SteveMacenski commented 1 year ago

See https://github.com/artofnothingness/mppic/pull/77#issuecomment-1178138581

A good place to start is a critic to weight going the full speed, with probably a low weight to just incentivize but not force.

SteveMacenski commented 1 year ago

@artofnothingness any thoughts on this one?

The most obvious thing to try is just penalizing the difference between the maximum speed and the speeds in the trajectory or speed of the current state? I believe the latter is what "Aggressive Driving with Model Predictive Path Integral Control" does in Eq. 35.

I have a prototype I got started with this afternoon in the ~45 minutes I had which uses the state information, though some TODOs:

Getting parent namespace for getting controller-level parameters
Getting the size of the $V_{des} - V$ to be for each trajectories of size of $costs$. This is the main thing that makes me wonder if this is really the best option or if we should instead base it on the fastest element in the trajectories (or average or something) rather than the current state alone. Worth prototyping each of them to see.
Considering if we want to specifically handle negative velocities or just say generally when moving (Forward or reverse) prefer to be closer to the max possible. I imagine we want to handle the negatives specifically rather than generally.

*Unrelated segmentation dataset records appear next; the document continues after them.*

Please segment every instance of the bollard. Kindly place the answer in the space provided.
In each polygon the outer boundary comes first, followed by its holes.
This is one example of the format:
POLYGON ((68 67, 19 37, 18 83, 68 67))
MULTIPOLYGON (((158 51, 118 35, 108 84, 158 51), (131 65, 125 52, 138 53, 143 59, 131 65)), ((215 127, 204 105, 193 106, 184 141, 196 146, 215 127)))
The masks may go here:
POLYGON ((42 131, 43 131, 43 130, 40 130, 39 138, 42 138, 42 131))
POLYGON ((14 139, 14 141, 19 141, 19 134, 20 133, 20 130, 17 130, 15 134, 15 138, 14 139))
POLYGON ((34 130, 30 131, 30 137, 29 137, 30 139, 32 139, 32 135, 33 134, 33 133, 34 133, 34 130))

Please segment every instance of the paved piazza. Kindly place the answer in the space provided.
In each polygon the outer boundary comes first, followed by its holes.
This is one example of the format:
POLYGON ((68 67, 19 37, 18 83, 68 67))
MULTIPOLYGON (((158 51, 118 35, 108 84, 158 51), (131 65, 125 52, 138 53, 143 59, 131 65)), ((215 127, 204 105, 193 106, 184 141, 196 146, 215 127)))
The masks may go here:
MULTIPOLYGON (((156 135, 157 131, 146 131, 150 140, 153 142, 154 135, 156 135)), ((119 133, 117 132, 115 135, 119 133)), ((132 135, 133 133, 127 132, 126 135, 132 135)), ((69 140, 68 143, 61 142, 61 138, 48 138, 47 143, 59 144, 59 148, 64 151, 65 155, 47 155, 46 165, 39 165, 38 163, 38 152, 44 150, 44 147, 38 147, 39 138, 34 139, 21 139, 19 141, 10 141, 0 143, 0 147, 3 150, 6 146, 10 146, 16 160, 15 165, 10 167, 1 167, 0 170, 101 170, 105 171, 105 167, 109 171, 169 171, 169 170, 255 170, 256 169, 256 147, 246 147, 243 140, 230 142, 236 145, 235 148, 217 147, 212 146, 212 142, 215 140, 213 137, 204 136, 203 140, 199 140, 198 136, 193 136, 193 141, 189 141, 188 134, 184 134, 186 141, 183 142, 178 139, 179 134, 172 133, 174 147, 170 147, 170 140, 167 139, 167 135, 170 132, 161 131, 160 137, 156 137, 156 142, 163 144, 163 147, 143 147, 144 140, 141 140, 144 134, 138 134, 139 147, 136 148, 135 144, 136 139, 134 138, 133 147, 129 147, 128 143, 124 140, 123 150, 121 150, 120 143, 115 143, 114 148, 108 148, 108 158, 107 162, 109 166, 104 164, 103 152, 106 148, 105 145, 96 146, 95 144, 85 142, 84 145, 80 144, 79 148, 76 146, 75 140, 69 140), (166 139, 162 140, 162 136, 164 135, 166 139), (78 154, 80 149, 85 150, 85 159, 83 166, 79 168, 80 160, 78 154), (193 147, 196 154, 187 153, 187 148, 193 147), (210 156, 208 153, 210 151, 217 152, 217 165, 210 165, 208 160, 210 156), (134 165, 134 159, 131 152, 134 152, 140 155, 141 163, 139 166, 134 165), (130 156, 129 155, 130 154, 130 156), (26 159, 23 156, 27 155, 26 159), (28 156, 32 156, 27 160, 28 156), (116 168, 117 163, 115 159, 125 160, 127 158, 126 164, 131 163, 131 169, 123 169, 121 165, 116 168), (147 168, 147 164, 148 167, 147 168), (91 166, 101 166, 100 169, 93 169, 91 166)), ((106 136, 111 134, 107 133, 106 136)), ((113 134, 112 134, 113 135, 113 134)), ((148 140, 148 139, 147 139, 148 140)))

https://github.com/artofnothingness/mppic/tree/vel_critic

SteveMacenski commented 1 year ago

This seems to be one of the last tickets we can do before another set of hardware testing evaluations

SteveMacenski commented 1 year ago

Fixed those issues -- now just up to the actual data.cost function design.

I pushed some updates using the mean of the vxs which seems to work if I set the weight to something high (~20-100) but also when the robot is going faster, it seems less stable / more wobbly with this critic added encouraging faster translational speeds. Which obviously is problematic.

SteveMacenski commented 1 year ago

Try next:

~higher powers, smaller weights~ not required
~max, min, average, weighted average - other formulation of vx?~ bad
~first couple of timesteps (or first timestep) rather than full trajectory~ realllllly bad idea
Penalize each velocity in trajectory each, summed up.
Only if vx is positive
~Try in open space without obstacles around - maybe thats why its needing so much of a push. If not...~ not required, found some working
~Try to rationalize why its not reaching it right now and come up with a more philosophical solution than just seeing what data is easily available to me~ probably not required

SteveMacenski commented 1 year ago

Averages/min/max/average fail.

But penalizing the difference of each trajectory point summed works too well (needs normalization?) and penalizing only the first trajectory works pretty well too so a couple of potential good path forward here exists. Working on it tomorrow.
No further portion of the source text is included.